Speed of vectorized vs for-loops using Zygote

Hey,

I’m using Zygote for a minimization problem. Actually, writing down the loss function in for-loops style is a factor of ~2 faster than using a vectorized function. I then need to take the derivative.
Zygote fails completely (in terms of performance) on the for-loop function. The vectorized is ok.
But Zygote is roughly 5-10x slower than the function itself.

I was wondering if I’m doing it correctly or if there are some tricks how to improve the speed. I couldn’t find any good online resources for that. I tried to remove the @inbounds and also the @views, it stays roughly the same.

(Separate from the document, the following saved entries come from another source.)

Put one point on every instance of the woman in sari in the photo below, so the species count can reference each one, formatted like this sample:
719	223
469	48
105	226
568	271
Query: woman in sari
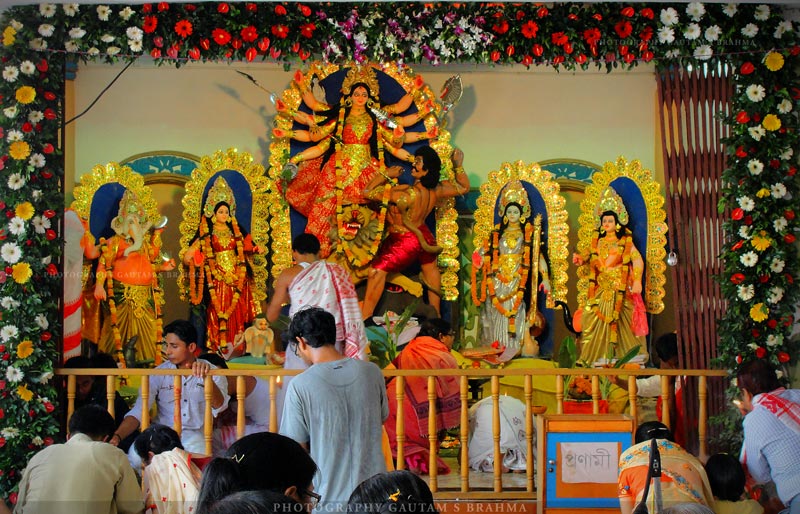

function laplace_vec(rec)                                                           
    @views a = (rec[1:end-2, 2:end-1] .- 4 .* rec[2:end - 1, 2:end - 1]                
                .+ rec[3:end, 2:end - 1])                                           
    @views b = (rec[2:end-1, 1:end-2]                 
                .+ rec[2:end - 1, 3:end])                                           
                                                                                
    return @views sum((a .+ b) .^ 2)                                                   
end     


function laplace_for(rec)
    res = zero(eltype(rec))
    for j = 2:size(rec)[2] - 1
        for i = 2:size(rec)[1] - 1
            @inbounds res += (rec[i - 1, j] + rec[i+1, j] 
                              + rec[i, j+1] + rec[i, j-1] - 4 * rec[i,j])^2
        end
    end
    return res
end
       
            
      
x = rand(100, 100)
@time a = laplace_vec(x)
@time a = laplace_vec(x)
@time b = laplace_for(x)
@time b = laplace_for(x)

print("Zygote", "\n")
@time Zygote.gradient(laplace_vec, x)
@time Zygote.gradient(laplace_vec, x)
@time Zygote.gradient(laplace_for, x)
@time Zygote.gradient(laplace_for, x)

The performance results are roughly:

  0.000059 seconds (12 allocations: 225.750 KiB)
  0.000051 seconds (12 allocations: 225.750 KiB)
  0.000021 seconds (1 allocation: 16 bytes)
  0.000015 seconds (1 allocation: 16 bytes)
Zygote
  0.000233 seconds (174 allocations: 1.424 MiB)
  0.000315 seconds (174 allocations: 1.424 MiB)
  1.151743 seconds (836.62 k allocations: 7.183 GiB, 19.52% gc time)
  1.144881 seconds (836.62 k allocations: 7.183 GiB, 18.95% gc time)

Can anybody help me?

Thanks,

Felix

1 Like

This is a known issue. Every indexing operation makes zero(rec) to accumulate the gradient, which is why the scalar indexing in laplace_for is so much slower. Here’s one issue about this:

https://github.com/FluxML/Zygote.jl/issues/644

I have a package solution, although not yet registered:

julia> using Pkg; pkg"add https://github.com/mcabbott/Tullio.jl"
julia> using Tullio
julia> laplace_tul(rec) = @tullio res = (rec[i - 1, j] + rec[i+1, j] +   
                                   rec[i, j+1] + rec[i, j-1] - 4 * rec[i,j])^2

julia> @btime Zygote.gradient(laplace_vec, $x); # 18.673 μs forwards
  269.441 μs (167 allocations: 1.42 MiB)

julia> @btime Zygote.gradient(laplace_for, $x); # 10.977 μs forwards
  4.892 s (836613 allocations: 7.18 GiB)

julia> @btime Zygote.gradient(laplace_tul, $x); # 3.811 μs forwards
  44.920 μs (41 allocations: 79.34 KiB)
7 Likes

That’s expected with the current Zygote. I would swap out to ReverseDiff.jl with tape compilation if you’re doing a lot of scalar computations.

1 Like

FWIW, some quick times with ReverseDiff. Curiously the two variants come out almost identical.

julia> using ReverseDiff

julia> @btime ReverseDiff.gradient(laplace_vec, $x);
  19.361 ms (432211 allocations: 17.40 MiB)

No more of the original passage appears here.